One simple approach would be to check for a default value post deserialization processing, since if the element were present in the JSON but had a null value, then the null value would be used to replace any default value given the corresponding Java field. For example:
import org.codehaus.jackson.annotate.JsonAutoDetect.Visibility;
import org.codehaus.jackson.annotate.JsonMethod;
import org.codehaus.jackson.map.ObjectMapper;
public class JacksonFooToo
{
public static void main(String[] args) throws Exception
{
ObjectMapper mapper = new ObjectMapper().setVisibility(JsonMethod.FIELD, Visibility.ANY);
// {"name":null,"id":99}
String jsonInput1 = "{\"name\":null,\"id\":99}";
BarToo barToo1 = mapper.readValue(jsonInput1, BarToo.class);
System.out.println(barToo1);
// output:
// BarToo: name=null, id=99
// {"id":99}
String jsonInput2 = "{\"id\":99}";
BarToo barToo2 = mapper.readValue(jsonInput2, BarToo.class);
System.out.println(barToo2);
// output:
// BarToo: name=BLANK, id=99
// Interrogate barToo1 and barToo2 for
// the current value of the name field.
// If it's null, then it was null in the JSON.
// If it's BLANK, then it was missing in the JSON.
}
}
class BarToo
{
String name = "BLANK";
int id = -1;
#Override
public String toString()
{
return String.format("BarToo: name=%s, id=%d", name, id);
}
}
Another approach would be to implement a custom deserializer that checks for the required JSON elements.
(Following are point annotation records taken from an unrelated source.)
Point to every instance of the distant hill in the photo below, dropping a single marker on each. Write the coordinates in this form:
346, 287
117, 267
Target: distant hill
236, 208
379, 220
And yet another approach would be to log an enhancement request with the Jackson project at http://jira.codehaus.org/browse/JACKSON
In addition to constructor behavior explained in #Programmer_Bruce's answer, one way to differentiate between null value and missing value is to define a setter: setter is only called with explicit null value.
Custom setter can then set a private boolean flag ("isValueSet" or whatever) if you want to keep track of values set.
Setters have precedence over fields, in case both field and setter exist, so you can "override" behavior this way as well.
I'm thinking of using something in the style of an Option class, where a Nothing object would tell me if there is such a value or not. Has anyone done something like this with Jackson (in Java, not Scala, et al)?
(My answer might be useful to some people finding this thread via google, even if it doesn't answer OPs question)
If you are dealing with primitive types which are omittable, and you do not want to use a setter like described in the other answers (for example if you want your field to be final), you can use box objects:
public class Foo {
private final int number;
public Foo(#JsonProperty Integer number) {
if (number == null) {
this.number = 42; // some default value
} else {
this.number = number;
}
}
}
this doesn't work if the JSON actually contains null, but it can be sufficient if you know it will only contain primitives or be absent
another option is to validate the object after deserialization either manually or via frameworks such java bean validation or, if you are using spring, the spring validation support.